UN chief Antonio Guterres said the investment expansion was driven largely by a small number of megaprojects, particularly AI-related infrastructure. (EPA Images pic)
GENEVA: Worldwide foreign direct investment rose in 2025 after two years of decline, the UN said Tuesday, warning though that the recovery was “narrow, fragile and uneven”.
Foreign direct investment (FDI) swelled by 6% last year to US$1.6 trillion, according to the UN Trade and Development agency UNCTAD.
But its World Investment Report 2026 stressed that the hike was lopsided, with 20 countries attracting more than 80% of global FDI last year.
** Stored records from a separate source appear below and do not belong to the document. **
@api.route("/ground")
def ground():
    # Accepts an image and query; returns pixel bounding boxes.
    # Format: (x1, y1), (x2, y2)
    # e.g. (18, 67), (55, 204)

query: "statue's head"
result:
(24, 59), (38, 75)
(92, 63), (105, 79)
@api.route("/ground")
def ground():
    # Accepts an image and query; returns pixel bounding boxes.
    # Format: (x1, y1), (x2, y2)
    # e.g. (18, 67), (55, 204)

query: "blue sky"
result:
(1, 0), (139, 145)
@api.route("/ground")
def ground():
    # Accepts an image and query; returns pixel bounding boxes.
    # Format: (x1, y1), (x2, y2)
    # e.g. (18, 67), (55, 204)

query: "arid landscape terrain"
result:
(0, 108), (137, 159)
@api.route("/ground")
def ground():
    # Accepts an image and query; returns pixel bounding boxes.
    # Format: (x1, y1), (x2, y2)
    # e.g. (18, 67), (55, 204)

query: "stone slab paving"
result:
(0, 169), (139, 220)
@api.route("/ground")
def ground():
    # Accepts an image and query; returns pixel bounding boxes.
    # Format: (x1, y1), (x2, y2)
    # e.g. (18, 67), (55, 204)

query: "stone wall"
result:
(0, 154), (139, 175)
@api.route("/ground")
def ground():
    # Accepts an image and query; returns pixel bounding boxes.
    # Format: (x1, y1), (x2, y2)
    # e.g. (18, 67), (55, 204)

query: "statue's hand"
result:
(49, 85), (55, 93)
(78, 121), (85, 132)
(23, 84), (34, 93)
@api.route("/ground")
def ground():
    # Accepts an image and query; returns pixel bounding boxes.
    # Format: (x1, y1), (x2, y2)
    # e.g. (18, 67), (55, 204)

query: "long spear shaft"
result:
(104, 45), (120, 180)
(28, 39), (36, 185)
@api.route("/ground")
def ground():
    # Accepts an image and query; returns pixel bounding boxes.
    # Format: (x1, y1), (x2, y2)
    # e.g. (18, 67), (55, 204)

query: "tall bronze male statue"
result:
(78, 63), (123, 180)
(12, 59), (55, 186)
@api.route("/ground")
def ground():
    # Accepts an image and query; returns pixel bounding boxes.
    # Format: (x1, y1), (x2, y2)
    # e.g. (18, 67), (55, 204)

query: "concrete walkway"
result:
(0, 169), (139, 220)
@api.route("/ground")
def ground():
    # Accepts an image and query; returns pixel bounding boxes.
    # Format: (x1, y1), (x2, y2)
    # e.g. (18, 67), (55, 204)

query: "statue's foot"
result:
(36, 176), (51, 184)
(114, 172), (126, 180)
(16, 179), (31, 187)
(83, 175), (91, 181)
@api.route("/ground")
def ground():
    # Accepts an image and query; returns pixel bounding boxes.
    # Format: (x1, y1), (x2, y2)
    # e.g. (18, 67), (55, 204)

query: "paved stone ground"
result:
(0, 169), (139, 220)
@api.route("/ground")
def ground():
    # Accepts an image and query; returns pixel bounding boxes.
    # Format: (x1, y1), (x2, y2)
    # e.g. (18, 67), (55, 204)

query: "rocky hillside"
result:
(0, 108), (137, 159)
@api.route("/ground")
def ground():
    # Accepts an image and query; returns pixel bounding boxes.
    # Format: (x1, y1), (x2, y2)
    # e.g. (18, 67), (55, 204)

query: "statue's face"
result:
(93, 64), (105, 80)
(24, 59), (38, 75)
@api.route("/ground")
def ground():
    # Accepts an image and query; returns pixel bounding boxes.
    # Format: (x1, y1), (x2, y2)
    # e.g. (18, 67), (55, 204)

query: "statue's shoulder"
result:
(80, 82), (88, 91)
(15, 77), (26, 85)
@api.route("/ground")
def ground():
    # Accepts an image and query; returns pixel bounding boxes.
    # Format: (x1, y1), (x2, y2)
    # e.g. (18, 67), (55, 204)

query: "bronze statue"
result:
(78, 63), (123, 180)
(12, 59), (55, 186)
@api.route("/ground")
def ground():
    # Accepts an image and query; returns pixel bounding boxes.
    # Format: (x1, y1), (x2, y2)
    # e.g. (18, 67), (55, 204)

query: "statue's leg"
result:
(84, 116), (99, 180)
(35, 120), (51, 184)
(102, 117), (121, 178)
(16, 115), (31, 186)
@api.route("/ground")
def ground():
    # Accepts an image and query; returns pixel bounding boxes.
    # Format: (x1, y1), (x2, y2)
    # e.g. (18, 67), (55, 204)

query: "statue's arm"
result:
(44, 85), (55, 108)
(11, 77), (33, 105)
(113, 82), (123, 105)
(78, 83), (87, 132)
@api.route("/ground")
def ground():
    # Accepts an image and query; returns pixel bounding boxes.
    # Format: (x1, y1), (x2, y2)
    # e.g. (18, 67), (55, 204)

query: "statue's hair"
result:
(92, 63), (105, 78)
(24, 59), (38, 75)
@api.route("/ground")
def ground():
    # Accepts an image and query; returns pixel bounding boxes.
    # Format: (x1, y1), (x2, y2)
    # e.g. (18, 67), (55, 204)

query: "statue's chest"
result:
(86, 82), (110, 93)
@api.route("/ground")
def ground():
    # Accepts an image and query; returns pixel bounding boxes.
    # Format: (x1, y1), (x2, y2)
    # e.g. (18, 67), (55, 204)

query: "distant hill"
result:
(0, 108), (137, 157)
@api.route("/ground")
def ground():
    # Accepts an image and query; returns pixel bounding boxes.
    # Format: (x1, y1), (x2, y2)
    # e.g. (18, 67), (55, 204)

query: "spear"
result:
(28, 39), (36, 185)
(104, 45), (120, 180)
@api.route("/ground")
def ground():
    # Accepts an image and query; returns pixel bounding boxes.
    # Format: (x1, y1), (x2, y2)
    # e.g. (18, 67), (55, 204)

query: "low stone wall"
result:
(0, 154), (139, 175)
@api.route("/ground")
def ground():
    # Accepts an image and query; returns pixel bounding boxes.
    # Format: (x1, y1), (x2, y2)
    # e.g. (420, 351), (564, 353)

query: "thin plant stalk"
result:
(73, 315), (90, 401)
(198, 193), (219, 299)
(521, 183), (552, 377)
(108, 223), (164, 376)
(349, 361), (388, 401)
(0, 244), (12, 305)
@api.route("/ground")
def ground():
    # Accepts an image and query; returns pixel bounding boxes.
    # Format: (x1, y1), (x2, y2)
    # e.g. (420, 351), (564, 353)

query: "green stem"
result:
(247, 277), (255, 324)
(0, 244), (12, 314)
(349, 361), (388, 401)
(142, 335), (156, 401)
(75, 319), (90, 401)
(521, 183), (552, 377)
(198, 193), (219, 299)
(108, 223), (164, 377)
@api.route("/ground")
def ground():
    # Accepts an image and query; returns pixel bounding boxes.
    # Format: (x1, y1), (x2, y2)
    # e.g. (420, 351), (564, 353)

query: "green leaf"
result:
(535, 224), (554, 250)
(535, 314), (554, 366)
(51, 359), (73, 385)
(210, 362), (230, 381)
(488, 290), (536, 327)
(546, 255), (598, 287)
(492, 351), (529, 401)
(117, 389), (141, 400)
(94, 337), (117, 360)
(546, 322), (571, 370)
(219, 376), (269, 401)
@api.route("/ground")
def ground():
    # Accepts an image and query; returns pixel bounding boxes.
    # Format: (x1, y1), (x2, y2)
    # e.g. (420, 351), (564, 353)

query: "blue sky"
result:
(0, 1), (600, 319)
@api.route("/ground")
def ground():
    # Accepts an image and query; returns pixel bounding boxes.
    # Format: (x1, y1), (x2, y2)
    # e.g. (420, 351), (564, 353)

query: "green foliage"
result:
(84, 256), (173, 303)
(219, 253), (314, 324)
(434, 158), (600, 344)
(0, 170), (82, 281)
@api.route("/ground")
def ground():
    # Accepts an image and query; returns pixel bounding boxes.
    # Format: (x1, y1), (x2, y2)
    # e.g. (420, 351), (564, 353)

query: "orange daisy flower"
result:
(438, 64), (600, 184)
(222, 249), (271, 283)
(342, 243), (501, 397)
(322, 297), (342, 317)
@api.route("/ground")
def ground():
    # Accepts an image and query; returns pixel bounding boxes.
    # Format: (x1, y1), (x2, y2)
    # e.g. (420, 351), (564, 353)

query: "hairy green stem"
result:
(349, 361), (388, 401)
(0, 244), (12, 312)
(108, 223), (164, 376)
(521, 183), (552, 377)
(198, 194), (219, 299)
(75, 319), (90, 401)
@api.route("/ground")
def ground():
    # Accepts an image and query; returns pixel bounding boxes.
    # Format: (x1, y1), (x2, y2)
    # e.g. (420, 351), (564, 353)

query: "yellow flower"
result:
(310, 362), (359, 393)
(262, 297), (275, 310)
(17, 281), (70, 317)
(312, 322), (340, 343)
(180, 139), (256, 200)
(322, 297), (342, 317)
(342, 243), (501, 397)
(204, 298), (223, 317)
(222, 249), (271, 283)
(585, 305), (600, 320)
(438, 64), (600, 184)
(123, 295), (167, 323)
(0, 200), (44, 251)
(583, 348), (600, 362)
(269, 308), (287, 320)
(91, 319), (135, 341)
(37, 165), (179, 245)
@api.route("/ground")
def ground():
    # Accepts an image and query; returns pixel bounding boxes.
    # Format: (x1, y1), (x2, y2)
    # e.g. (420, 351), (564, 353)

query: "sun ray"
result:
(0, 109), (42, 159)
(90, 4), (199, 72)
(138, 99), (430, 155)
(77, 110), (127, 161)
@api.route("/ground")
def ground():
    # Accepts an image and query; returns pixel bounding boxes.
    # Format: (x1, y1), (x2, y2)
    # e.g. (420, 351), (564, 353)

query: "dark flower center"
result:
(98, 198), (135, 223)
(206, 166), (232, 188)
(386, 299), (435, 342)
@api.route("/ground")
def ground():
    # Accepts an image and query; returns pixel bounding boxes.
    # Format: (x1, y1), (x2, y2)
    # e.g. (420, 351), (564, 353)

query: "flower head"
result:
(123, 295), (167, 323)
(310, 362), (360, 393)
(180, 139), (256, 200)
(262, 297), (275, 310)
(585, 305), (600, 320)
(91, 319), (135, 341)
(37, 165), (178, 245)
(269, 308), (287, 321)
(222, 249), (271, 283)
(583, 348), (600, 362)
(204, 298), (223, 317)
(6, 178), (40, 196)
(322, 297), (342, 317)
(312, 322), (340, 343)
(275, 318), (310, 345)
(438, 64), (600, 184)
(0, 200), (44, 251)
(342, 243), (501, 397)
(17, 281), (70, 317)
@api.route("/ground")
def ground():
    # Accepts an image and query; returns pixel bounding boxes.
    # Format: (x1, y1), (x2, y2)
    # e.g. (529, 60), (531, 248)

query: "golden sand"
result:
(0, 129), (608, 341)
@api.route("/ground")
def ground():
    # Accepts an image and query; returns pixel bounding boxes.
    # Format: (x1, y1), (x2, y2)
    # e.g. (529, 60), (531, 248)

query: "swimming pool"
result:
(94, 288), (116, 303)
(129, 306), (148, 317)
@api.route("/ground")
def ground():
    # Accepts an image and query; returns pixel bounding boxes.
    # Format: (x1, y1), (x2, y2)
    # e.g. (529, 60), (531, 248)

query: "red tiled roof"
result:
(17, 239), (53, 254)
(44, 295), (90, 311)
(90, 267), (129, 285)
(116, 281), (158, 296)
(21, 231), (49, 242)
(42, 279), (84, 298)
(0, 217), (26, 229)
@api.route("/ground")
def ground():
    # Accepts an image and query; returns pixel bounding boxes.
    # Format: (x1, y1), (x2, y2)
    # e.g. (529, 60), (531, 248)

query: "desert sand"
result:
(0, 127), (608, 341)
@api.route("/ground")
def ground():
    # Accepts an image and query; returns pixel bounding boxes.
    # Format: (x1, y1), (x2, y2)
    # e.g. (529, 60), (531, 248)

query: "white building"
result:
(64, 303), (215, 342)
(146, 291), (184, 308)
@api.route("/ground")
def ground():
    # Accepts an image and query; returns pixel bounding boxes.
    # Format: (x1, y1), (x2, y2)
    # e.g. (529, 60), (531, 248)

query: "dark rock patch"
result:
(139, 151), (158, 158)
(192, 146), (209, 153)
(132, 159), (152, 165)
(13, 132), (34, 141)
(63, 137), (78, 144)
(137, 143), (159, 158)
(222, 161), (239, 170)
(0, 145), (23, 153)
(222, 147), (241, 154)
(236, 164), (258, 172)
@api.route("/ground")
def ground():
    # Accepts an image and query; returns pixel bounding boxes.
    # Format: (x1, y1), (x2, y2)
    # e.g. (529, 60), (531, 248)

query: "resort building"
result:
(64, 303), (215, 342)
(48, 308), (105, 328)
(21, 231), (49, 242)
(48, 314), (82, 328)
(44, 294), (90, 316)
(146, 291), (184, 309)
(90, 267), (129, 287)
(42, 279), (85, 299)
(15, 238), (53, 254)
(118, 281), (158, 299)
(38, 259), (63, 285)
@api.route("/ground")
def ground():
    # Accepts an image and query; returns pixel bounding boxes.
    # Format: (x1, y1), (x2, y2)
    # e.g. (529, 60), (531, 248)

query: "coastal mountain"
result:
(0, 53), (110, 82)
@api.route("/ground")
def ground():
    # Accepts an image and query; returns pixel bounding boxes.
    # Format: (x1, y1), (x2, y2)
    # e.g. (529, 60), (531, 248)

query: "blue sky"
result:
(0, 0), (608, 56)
And investment growth was concentrated in a few sectors, while in most sectors, new project activity was “subdued”, with heightened investor uncertainty, geopolitical tensions and trade policy volatility, as well as the rising cost of capital and growing technological competition.
The FDI growth seen in 2025 “masks underlying fragility and disparities across countries, regions and sectors”, UN chief Antonio Guterres warned in the preface to the report.
Describing “seismic shifts in the global investment landscape”, he pointed out that the investment expansion was “driven largely by a small number of megaprojects, particularly infrastructure related to artificial intelligence”.
UNCTAD’s report found that growth in project values was driven mainly by data centres, followed by oil and gas and semiconductors.
“Most other sectors registered declines, including renewable energy, infrastructure and manufacturing, showing how narrow the recovery remains,” the agency said.
Uneven distribution
The report also determined that wealthy countries accounted for most of the FDI increase seen last year.
While developed countries saw their inflows rise 11% in 2025, developing economies only registered a 2% hike, pocketing $901 billion of the total, it found.
And although developing nations still accounted for more than half of global FDI, UNCTAD highlighted the uneven distribution across regions.
Developing Asian countries remained the largest recipient region, attracting US$644 billion, the report showed.
Latin America and the Caribbean rose 14% to US$188 billion while Africa received around US$70 billion.
The world’s poorest and least developed countries, meanwhile, saw inflows rise 21% to US$43 billion last year, the report said.
Despite the significant increase, it highlighted that the amount only accounted for 2.7% of global FDI, and that nearly all of it was concentrated in a small number of mostly resource-rich economies.
Monitoring by UNCTAD also revealed that governments were becoming increasingly active in trying to shape investment flows, with a record 229 investment policy measures implemented last year.
“While most remained favourable to investors, many were designed to attract investment into strategic industries, strengthen domestic economic priorities or respond to economic security concerns,” the agency said.
Tuesday’s report said that the new investment landscape could bring opportunities for developing countries but also significant risks.
“Many countries risk being left behind as investment becomes more capital-intensive, technology-intensive and shaped by policy support that many developing economies cannot easily match,” UNCTAD said.